Utilities for iterating over group elements from a finite generating set.

In Sage, many algebraic objects (finite abelian groups, finite multiplicative groups, etc.) provide a list of generators via a .gens() method. These generators are used to build (finite) combinations by taking suitable products or sums of generator powers.

This module provides pure-Python iterator implementations that enumerate all elements in the finite subgroup generated by M.gens():

  • multiplicative_iterator(M) yields all products of generator powers, using each generator’s finite multiplicative order.

  • abelian_iterator(M) yields all sums of generator multiples, using each generator’s finite additive order.

The iteration is implemented as a mixed-radix “odometer”: an exponent/count vector is incremented and carried across generators, and the current element is updated incrementally.

sage.structure.gens_py.abelian_iterator(M)[source]

Iterate over elements of M using additive generator combinations.

The object M is expected to provide:

  • M.gens(): a list/sequence of generators for the finite abelian group.

  • M(0): a callable constructor returning the additive identity element.

  • Each generator g must implement g.additive_order().

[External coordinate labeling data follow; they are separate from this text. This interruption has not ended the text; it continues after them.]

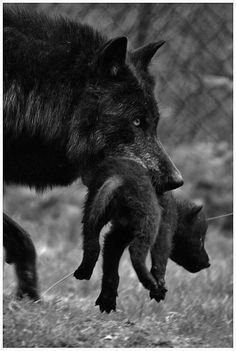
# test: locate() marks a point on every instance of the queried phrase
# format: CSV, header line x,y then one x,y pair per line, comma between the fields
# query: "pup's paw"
x,y
158,294
83,272
106,303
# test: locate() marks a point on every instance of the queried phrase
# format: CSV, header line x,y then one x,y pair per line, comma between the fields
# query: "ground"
x,y
197,311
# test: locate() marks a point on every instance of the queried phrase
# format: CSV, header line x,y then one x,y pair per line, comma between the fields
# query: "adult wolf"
x,y
71,97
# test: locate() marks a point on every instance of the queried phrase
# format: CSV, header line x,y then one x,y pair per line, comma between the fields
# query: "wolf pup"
x,y
121,192
117,194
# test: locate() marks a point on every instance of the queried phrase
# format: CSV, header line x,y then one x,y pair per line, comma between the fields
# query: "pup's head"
x,y
188,242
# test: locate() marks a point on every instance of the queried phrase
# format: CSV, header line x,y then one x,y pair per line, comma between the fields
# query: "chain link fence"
x,y
194,81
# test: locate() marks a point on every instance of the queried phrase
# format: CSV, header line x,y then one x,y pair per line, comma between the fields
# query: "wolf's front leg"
x,y
115,243
160,252
21,252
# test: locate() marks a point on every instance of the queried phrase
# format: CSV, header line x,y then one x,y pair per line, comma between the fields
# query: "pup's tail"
x,y
104,196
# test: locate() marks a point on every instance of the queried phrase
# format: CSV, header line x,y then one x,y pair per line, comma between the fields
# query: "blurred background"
x,y
194,81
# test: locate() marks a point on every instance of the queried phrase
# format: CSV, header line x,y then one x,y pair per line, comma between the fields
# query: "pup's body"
x,y
120,191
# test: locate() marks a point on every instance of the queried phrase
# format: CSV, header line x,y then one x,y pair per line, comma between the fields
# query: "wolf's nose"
x,y
174,181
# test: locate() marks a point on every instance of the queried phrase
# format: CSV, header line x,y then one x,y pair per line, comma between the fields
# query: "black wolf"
x,y
122,193
71,97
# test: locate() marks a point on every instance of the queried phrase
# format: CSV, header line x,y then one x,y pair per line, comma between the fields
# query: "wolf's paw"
x,y
158,294
83,273
106,303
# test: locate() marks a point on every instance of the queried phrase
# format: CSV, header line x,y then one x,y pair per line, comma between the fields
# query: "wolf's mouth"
x,y
135,159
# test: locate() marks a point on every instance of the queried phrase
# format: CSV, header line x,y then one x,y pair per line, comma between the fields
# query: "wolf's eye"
x,y
201,242
136,122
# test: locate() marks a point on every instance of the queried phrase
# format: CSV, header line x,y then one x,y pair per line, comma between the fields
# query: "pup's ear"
x,y
141,57
111,56
195,210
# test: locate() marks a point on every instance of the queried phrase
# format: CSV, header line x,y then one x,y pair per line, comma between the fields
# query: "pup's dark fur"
x,y
121,192
20,251
71,97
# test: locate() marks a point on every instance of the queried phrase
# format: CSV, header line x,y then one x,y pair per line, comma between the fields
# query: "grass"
x,y
197,311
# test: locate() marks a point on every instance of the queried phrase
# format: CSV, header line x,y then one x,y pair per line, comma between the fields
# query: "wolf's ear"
x,y
195,210
111,56
141,57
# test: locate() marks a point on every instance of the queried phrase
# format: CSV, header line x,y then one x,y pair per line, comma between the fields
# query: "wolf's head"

The iterator yields each group element produced by taking sums of generator multiples where the coefficient of generator g runs from 0 up to g.additive_order() - 1.

INPUT:

  • M – a finite additive group-like object

OUTPUT:

  • elements of M in a deterministic order

If not all generators have finite additive order, an ArithmeticError is raised.

sage.structure.gens_py.multiplicative_iterator(M)[source]

Iterate over elements of M using multiplicative generator combinations.

The object M is expected to provide:

  • M.gens(): a list/sequence of generators for the finite group.

  • M(1): a callable constructor returning the identity element.

  • Each generator g must implement g.multiplicative_order().

The iterator yields each group element produced by multiplying generator powers where the exponent of generator g runs from 0 up to g.multiplicative_order() - 1.

INPUT:

  • M – a finite multiplicative group-like object

OUTPUT:

  • elements of M in a deterministic order

If not all generators have finite multiplicative order, an ArithmeticError is raised.